Chipmaker Nvidia’s stock is up more than 200% this year, and artificial intelligence (AI) software provider C3 AI’s stock is up more than 250%. Stocks of other companies that are putting resources towards AI have jumped, too: Microsoft is up 40%, and Google parent Alphabet is up 37%. Those gains have helped push the S&P 500 index, which is often used as a benchmark for the stock market as a whole, up about 14% in 2023.

For more seasoned investors, these soaring tech stock prices may be reminiscent of the dot-com bubble of the early 2000s. In equities markets, bubbles happen when overvalued assets soar to unsustainable highs before the bubble “pops” and prices fall back down to Earth.

Analysts at Bank of America recently categorized the rise in AI stocks as a “baby bubble.” Bubbles are “always started by easy money,” they wrote, and “always ended by rate hikes,” pointing out that another rate hike from the Federal Reserve is certainly possible this year.

But overall, many market watchers say AI stocks likely aren’t in a bubble headed for a pop.

Are AI stocks in a bubble?

The analysts at Bank of America aren’t alone in their concern, and while there is no way to know for sure, many experts say investors likely don’t need to worry about the type of bubble that has disrupted the stock market in past decades.

“We do not believe what we are seeing today is the equivalent of the tech bubble in the late 90s or in the leverage-driven nature of the market leading up to the [financial crisis],” says Kevin Philip, partner at Bel Air Investment Advisors.

He notes that companies in today’s market have much stronger fundamentals than they did in either of those instances.

“It’s not a bubble,” Chris Harvey, head of equity strategy at Wells Fargo Securities, recently told CNBC. He argues that valuations and earnings expectations for AI today are more realistic than they were for early internet companies in the late 1990s, and that companies have immediate commercial uses for AI tech.

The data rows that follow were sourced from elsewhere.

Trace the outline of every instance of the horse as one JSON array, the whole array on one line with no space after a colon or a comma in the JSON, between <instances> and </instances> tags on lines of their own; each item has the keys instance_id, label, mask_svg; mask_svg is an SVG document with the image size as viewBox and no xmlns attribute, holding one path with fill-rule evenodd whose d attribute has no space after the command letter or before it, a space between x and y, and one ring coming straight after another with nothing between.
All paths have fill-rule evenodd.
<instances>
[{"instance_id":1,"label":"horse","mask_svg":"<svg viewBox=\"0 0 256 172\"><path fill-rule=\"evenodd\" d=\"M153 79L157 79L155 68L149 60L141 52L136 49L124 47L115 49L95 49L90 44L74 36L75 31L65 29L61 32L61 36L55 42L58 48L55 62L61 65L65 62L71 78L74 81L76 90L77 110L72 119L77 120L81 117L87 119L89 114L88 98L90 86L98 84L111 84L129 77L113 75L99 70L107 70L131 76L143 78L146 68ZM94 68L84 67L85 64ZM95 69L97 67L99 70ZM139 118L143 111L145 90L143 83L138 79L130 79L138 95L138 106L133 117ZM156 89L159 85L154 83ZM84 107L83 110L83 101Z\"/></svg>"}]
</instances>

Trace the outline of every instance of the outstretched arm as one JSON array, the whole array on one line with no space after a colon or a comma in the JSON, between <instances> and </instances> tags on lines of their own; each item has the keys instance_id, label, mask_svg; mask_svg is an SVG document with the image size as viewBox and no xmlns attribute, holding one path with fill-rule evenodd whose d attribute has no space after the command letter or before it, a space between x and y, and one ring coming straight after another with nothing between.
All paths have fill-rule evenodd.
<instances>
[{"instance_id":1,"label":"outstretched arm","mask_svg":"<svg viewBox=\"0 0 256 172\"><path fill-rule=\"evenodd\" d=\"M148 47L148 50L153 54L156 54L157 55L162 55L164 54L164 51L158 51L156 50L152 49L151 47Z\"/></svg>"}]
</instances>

Will AI stocks keep soaring?

Bubble or no bubble, most experts agree that while artificial intelligence isn’t going anywhere, it’s still very early in the development of the technology. That means investors should expect some bumps along the way.

“AI is a game changer,” says Liz Young, head of investment strategy at SoFi. “It’s something that’s going to change industries, but it’s pretty early in the lifecycle… we just don’t know which companies are going to be good at it and which ones are not.”

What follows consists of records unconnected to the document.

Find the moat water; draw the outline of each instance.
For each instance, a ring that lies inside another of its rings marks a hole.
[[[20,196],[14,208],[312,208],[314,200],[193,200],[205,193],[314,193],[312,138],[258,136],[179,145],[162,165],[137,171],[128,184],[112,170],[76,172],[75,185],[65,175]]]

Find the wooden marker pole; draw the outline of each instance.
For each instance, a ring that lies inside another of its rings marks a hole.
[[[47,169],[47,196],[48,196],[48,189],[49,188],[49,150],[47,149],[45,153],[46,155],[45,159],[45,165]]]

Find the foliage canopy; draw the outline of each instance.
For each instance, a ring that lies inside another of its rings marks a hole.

In other words, the companies that are successful at implementing AI today might not be the same companies that are successful next year, or five years from now.

“In the case of any emerging technology or innovation, stocks that benefit do not typically go up without pause,” Philip says. He anticipates a pullback at some point as investors’ overenthusiasm wanes. He adds, however, that certain major companies (think Microsoft or Nvidia) will have an advantage in the short-term because they have more resources than smaller companies.

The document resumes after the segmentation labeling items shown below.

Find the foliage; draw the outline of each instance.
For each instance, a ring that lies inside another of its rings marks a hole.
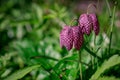
[[[70,25],[70,20],[81,14],[73,12],[77,4],[78,1],[1,0],[0,80],[80,80],[81,75],[82,80],[119,80],[120,28],[115,25],[119,4],[110,6],[112,18],[104,5],[98,13],[99,35],[84,35],[80,51],[68,52],[60,48],[59,33],[61,26]]]

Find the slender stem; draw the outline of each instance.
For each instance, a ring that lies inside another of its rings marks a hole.
[[[80,51],[78,52],[79,55],[79,70],[80,70],[80,79],[82,80],[82,63],[81,62],[81,53]]]
[[[106,4],[107,4],[107,7],[108,7],[109,16],[110,16],[110,18],[111,18],[112,12],[111,12],[111,9],[110,9],[109,2],[108,2],[108,0],[105,0],[105,1],[106,1]]]
[[[114,18],[115,18],[115,9],[116,6],[113,8],[113,14],[112,14],[112,19],[111,19],[111,29],[110,29],[110,43],[109,43],[109,54],[110,54],[110,49],[111,49],[111,43],[112,43],[112,32],[113,32],[113,25],[114,25]]]
[[[96,5],[93,4],[93,3],[91,3],[91,4],[89,4],[88,7],[87,7],[87,14],[89,14],[89,8],[92,7],[92,6],[93,6],[95,9],[97,9]]]
[[[45,59],[51,59],[51,60],[54,60],[54,61],[59,61],[59,60],[56,59],[56,58],[53,58],[53,57],[50,57],[50,56],[43,56],[43,55],[31,57],[31,59],[33,59],[33,58],[45,58]]]

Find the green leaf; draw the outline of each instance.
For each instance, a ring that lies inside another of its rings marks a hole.
[[[97,80],[105,70],[107,70],[117,64],[120,64],[120,56],[114,55],[114,56],[110,57],[110,59],[105,61],[102,64],[102,66],[97,69],[97,71],[93,74],[93,76],[91,77],[90,80]]]
[[[34,66],[31,66],[31,67],[26,67],[24,69],[18,70],[17,72],[11,74],[10,76],[8,76],[4,80],[18,80],[18,79],[21,79],[26,74],[28,74],[29,72],[31,72],[33,69],[36,69],[38,67],[40,67],[40,65],[34,65]]]
[[[115,77],[107,77],[107,76],[103,76],[100,77],[98,80],[120,80],[120,78],[115,78]]]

Other experts are urging investors to be cautious. When a very small number of stocks (in this case, mega cap tech stocks) are leading a rally while the rest of the market underperforms, it can be a cause for concern.

As the industry matures, Young says investors should expect “a few ups and downs,” especially in the short term. “The chances of going on an unbelievably violent roller coaster ride in these super high-valued tech names are higher” in the near-term, she says.

Philip recommends that investors looking for AI exposure learn about the practical implications of the technology and how it might impact the economy. Other experts recommend investing across a wide range of companies in the industry rather than just a handful. That way, you won’t lose out if today’s successful names aren’t as promising tomorrow.